Futures for September delivery were little changed at $3.2535 a pound at 8:30 a.m. on the Comex in New York, after gaining as much as 0.6 percent and sliding as much as 0.7 percent. Copper for delivery in three months rose 0.1 percent to $7,210 a metric ton on the London Metal Exchange.

Output in the economy of the 16 nations that use the euro dropped 0.1 percent from May, when it increased 1.1 percent, the European Union’s statistics office said today. Economists had projected a gain of 0.6 percent, the median of 32 forecasts in a Bloomberg survey showed.

Europe consumes 20 percent of global copper output and 15 percent to 25 percent of aluminum, zinc, nickel and lead production, according to Barclays Capital. Copper is among raw materials used by appliance makers such as Whirlpool Corp. and Electrolux AB.

Dollar Erases Slide

Copper also fluctuated as the dollar erased a drop. The U.S. Dollar Index, a six-currency gauge of the greenback’s strength, added as much as 0.6 percent. A stronger dollar makes metals priced in the currency more expensive in terms of other monies.

“Price weakness is also on the back of a dollar rebound,” Citigroup’s Thurtell said.

Copper is down 2.3 percent this year after more than doubling in 2009. Only nickel and tin have gained among the six main metals traded in the LME. The dollar index is up 6 percent in 2010.

“I think there will be further losses,” Thurtell said. He suggested buying copper at prices about 5 percent below current levels, or about $6,845 a ton for LME metal.

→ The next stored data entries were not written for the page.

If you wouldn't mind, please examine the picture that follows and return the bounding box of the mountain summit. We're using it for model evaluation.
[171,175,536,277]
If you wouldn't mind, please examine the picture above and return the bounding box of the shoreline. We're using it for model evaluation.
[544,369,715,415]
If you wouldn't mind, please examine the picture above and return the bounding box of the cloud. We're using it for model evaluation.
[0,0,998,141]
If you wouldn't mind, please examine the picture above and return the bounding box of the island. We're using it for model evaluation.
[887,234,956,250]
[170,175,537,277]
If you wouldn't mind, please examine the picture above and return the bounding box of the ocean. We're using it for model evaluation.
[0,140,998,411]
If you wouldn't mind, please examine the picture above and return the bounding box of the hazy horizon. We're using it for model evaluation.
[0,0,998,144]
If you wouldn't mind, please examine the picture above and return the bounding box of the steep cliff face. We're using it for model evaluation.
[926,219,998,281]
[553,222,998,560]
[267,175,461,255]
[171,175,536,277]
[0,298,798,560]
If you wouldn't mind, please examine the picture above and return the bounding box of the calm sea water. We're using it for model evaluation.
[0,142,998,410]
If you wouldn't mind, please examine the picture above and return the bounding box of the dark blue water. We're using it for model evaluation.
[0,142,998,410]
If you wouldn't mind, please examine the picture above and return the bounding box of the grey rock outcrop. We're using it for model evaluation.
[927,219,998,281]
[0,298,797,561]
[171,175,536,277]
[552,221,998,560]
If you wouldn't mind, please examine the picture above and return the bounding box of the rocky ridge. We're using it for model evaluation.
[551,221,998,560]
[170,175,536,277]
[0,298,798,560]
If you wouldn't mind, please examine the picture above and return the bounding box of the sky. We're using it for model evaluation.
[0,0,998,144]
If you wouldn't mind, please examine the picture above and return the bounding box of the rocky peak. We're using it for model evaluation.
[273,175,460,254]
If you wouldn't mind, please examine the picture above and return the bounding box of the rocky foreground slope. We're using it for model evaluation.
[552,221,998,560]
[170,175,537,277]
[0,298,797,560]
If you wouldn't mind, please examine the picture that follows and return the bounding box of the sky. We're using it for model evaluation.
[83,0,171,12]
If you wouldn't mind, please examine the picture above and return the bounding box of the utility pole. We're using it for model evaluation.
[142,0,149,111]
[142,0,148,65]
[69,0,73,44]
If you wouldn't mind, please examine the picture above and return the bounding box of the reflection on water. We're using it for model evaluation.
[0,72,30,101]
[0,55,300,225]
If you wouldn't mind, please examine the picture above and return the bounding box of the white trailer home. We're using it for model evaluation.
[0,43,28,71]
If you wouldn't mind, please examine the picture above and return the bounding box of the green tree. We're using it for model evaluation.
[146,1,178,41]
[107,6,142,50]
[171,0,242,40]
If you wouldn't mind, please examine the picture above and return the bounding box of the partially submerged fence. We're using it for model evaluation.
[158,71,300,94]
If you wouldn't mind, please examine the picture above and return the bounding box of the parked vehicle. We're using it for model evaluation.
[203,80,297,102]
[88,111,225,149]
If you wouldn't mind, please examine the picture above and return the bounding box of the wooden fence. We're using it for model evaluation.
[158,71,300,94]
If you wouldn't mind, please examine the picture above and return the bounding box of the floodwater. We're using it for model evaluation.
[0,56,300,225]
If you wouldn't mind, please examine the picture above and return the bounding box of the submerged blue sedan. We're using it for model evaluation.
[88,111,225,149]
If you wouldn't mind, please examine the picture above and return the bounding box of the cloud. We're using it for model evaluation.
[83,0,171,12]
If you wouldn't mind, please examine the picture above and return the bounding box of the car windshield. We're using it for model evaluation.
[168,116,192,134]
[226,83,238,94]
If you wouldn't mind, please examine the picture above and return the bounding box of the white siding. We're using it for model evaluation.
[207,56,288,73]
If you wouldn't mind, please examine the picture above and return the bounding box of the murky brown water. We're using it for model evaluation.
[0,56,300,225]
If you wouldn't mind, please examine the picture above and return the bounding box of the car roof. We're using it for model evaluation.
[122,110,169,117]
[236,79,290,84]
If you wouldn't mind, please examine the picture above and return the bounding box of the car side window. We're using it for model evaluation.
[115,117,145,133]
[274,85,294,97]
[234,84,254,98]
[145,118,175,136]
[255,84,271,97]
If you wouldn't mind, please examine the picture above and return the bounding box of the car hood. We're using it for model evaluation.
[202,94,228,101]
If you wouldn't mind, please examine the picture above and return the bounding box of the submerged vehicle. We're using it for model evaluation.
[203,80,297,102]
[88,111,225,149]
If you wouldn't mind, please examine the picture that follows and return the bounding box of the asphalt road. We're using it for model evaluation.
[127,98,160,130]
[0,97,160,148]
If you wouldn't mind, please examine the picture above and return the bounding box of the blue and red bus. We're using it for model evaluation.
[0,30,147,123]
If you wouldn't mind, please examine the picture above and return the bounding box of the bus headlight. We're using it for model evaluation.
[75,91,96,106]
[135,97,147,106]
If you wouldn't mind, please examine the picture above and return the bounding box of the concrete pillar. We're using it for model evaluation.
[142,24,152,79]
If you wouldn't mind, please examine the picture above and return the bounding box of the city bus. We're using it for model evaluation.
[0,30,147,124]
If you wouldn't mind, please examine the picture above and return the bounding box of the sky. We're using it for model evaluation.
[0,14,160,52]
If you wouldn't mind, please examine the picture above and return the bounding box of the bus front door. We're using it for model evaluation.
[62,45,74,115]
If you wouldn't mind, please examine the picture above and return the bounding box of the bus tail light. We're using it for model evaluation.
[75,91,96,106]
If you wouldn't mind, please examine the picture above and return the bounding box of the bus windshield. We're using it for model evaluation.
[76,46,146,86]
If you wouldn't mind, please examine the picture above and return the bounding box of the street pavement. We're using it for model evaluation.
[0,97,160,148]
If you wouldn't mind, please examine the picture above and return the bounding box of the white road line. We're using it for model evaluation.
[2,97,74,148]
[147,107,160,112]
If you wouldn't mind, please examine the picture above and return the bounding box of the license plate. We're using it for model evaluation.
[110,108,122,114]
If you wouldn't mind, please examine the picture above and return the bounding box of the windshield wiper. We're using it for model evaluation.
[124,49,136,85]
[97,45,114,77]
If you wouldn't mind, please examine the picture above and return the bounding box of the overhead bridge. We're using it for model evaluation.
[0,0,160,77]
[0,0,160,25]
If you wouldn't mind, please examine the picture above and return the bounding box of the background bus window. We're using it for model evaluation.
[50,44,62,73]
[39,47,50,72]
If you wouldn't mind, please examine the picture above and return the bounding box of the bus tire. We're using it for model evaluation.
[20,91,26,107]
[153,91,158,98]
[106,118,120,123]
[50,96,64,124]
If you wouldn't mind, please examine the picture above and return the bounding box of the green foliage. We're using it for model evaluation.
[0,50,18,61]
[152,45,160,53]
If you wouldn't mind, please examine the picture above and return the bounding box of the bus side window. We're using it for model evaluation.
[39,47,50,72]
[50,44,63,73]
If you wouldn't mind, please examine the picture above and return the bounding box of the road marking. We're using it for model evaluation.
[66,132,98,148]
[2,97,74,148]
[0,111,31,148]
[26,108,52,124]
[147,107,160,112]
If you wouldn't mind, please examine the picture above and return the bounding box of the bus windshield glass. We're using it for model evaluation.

LME-monitored copper stockpiles expanded 0.7 percent to 409,075 tons after six declines in a row. Canceled warrants, or orders to draw metal from LME-registered warehouses, rose 2 percent to 21,900 tons.

12 Days of Usage

Including metal tracked by exchanges in Shanghai and New York, copper inventories totaled 604,344 tons, or about 12 days of global consumption based on Royal Bank of Scotland Group Plc’s estimate for demand this year of 18.2 million tons. That’s down from almost 14 days at the start of 2010.

Premiums to the LME cash price for copper paid by Chinese importers fell as low as $70 a ton on a cost, insurance and freight basis to Shanghai this week, according to Grace Qu, a consultant at researcher CRU in Beijing. That was the lowest since April.

“In a market that has become concerned again about an economic slowdown, these signals from the physical market may shake confidence and pressure prices again,” Barclays Capital analyst Gayle Berry in London wrote in a daily report.

Aluminum for three-month delivery on the LME rose 0.1 percent to $2,144 a ton and zinc was little changed at $2,037 a ton. Tin added 1.5 percent to $20,150 a ton, nickel fell 2.3 percent to $21,200 a ton and lead was unchanged at $2,065 a ton.